Are there people who are not depressed or sad, who are surrounded by love and not at all lonely, who will choose VAD? Yes.
Are there people who have been forced to end their lives alone without saying a proper goodbye to their loved ones because VAD was not legalised? Yes.
I know, because these were the exact circumstances for my wife. She had no alternative but to follow this path. The dignity denied to her, however, was that she could not say goodbye to all the people she loved and who loved her in return. Had she told us, and had we helped, we could have been implicated in the crime of assisting her death.
She did not choose the easy way out. For 14 years she had lived with an aggressive leukaemia and undergone countless painful and distressing treatments. Always she had loved ones by her side. Her lungs had been destroyed by the treatments and a slow cruel death by asphyxiation awaited her.
Just two days before she ended her life alone, we had merrily celebrated her 42nd birthday at her favourite Sydney restaurant.
The day she chose was like any other for me.
She gave me a big hug with tears in her eyes before I rushed out the door to do an anaesthetic for a caesarean section. “I’m just going to work,” I thought to myself. “I’ll be back.”

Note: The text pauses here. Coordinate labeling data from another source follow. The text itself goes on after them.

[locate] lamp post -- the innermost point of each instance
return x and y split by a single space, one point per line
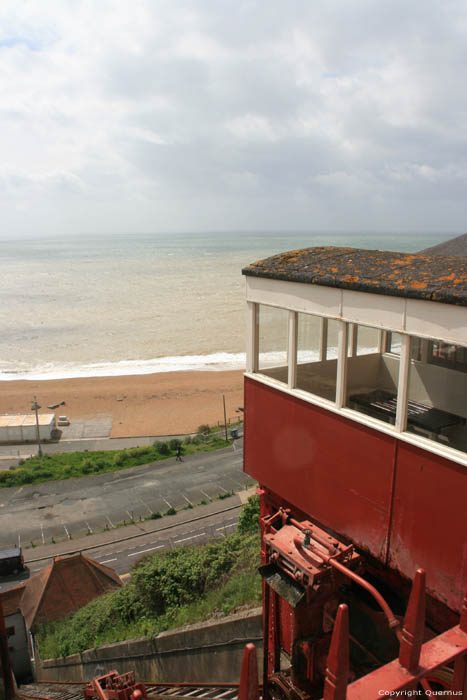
35 407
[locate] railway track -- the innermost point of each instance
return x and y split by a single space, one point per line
47 690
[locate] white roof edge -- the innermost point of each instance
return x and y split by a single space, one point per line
423 318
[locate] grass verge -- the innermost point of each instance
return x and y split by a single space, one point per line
167 590
69 465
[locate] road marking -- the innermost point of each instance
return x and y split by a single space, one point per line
135 554
123 478
185 539
146 506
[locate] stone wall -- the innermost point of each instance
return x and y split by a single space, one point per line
208 652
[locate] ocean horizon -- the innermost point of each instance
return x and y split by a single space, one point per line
95 306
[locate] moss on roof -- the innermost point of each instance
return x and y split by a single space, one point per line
430 277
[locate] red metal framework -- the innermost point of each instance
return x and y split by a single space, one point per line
112 686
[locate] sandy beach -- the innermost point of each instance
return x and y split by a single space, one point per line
152 404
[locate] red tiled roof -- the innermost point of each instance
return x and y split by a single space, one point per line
11 599
65 586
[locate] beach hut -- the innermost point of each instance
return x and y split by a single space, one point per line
23 428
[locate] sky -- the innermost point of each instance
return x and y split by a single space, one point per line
140 116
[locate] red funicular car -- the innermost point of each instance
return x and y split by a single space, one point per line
355 429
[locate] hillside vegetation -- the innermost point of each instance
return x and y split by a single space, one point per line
69 465
167 590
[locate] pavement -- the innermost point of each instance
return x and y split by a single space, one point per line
55 511
122 548
79 436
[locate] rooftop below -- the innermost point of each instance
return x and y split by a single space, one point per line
419 276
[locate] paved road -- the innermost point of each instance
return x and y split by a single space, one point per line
67 510
10 454
123 548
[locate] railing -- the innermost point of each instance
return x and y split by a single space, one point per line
415 666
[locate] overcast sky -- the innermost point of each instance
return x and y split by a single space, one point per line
153 115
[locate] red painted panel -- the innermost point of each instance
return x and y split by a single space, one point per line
337 471
429 522
346 476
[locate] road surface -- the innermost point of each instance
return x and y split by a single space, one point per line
57 511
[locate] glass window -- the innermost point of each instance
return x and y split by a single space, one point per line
273 331
317 356
436 392
372 375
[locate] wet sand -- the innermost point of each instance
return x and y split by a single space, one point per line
153 404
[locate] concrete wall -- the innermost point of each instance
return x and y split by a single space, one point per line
207 652
18 645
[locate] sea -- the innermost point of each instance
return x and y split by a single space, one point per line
89 306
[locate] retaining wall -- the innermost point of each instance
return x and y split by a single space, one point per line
209 652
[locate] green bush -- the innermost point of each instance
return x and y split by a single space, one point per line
166 590
162 448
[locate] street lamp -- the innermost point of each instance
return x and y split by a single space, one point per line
35 407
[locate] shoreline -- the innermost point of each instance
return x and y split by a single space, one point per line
162 403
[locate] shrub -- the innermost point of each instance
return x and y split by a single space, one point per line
162 448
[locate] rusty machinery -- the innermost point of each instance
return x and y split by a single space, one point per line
305 570
113 686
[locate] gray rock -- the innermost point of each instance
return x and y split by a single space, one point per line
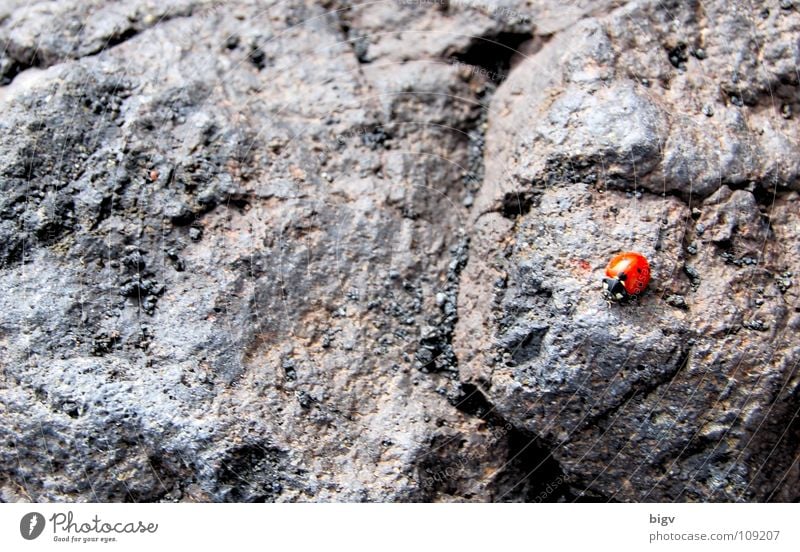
328 252
598 144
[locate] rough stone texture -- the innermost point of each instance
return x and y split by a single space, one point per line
598 144
299 251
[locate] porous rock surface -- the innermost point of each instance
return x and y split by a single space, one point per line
314 251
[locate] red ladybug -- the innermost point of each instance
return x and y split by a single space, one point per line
627 274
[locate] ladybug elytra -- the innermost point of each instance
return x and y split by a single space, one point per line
627 275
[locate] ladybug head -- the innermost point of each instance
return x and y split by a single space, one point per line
613 289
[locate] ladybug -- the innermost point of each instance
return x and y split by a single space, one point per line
627 274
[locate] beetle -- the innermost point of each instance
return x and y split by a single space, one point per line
627 276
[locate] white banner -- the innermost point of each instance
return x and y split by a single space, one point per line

Without the legal protections of a VAD bill, my wife must have known she could give nothing away. It took her immense strength, courage and a selfless love for others to choose to die alone. She could not risk her loved ones being prosecuted.
Patients can be and are given excellent care in the terminal phases and this must continue to be an option for those who choose it.
I provided the love of a husband, had the compassion of a doctor and the skills of an experienced pain management specialist, and yet my wife chose an alternative path for herself.
Sometimes it is the silent people who are your greatest supporters, they just don't have a voice for whatever reason. I've kept quiet for years for so many years. Now it is time. It is Venessa's time to have a voice."